Так поступил и Дарвин: он нашел в природе неумолимого кассира — отбор и предоставил науке будущего изучить биографию и родословную отдельных организмов.
Значит, дарвинизм, имеющий в виду одну общую биологическую задачу, и экспериментальная морфология, преследующая свои несметные частные задачи, — вот два равноправных, взаимно дополняющих направления науки, от которых мы должны ждать полного ответа на наш вопрос об относительной роли факторов органической эволюции. А этих факторов мы пока знаем только три: среду — изменяющую, наследственность — накопляющую эти изменения и отбор — приспособляющий, организующий, налагающий на живые формы ту печать совершенства, которая представлялась назойливой загадкой с той минуты, как человек только начал мыслить. В этом, боюсь, затянувшемся и бледном очерке я пытался характеризовать два течения нашей науки: одно могучим разливом своим отметило вторую половину девятнадцатого столетия, другое едва пробивается одинокими струйками и сольется в широкий поток уже, вероятно, за порогом двадцатого.
Двадцатое столетие! Только десять лет отделяют нас от него. Через десять лет наш кичливый девятнадцатый век смиренно предстанет перед судом истории. Я полагаю, в этот день, рядом с покаянием во многих тяжких своих прегрешениях, он приведет себе в защиту и то, что много и честно потрудился в области науки и, прежде всего, в области изучения природы.
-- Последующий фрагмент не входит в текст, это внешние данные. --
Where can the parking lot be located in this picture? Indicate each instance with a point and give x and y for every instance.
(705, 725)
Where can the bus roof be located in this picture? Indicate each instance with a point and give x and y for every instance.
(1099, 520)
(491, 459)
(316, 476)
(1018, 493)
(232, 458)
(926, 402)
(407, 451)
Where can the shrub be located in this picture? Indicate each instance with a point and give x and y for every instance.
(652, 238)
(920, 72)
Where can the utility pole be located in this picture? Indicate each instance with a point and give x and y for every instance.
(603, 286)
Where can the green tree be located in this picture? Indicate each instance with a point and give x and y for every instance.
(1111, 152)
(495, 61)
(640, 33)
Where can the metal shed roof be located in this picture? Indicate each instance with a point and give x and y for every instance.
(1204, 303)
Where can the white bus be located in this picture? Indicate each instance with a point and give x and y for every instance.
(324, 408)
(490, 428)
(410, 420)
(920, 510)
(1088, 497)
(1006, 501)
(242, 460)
И когда старшие братья, химики и физики, предъявят свои блестящие завоевания: свои периодические законы элементов, учения о сохранении энергии и тождестве физических сил, и биологи выступят не с пустыми руками, они предъявят не менее блестящее, широко захватывающее эволюционное учение, в первый раз почувствовавшее под собой твердое основание на почве дарвинизма. Если (восемнадцатый век сохранил за собой гордое прозвище века разума, то девятнадцатому, конечно, не откажут в более скромном прозвище — века науки, века естествознания.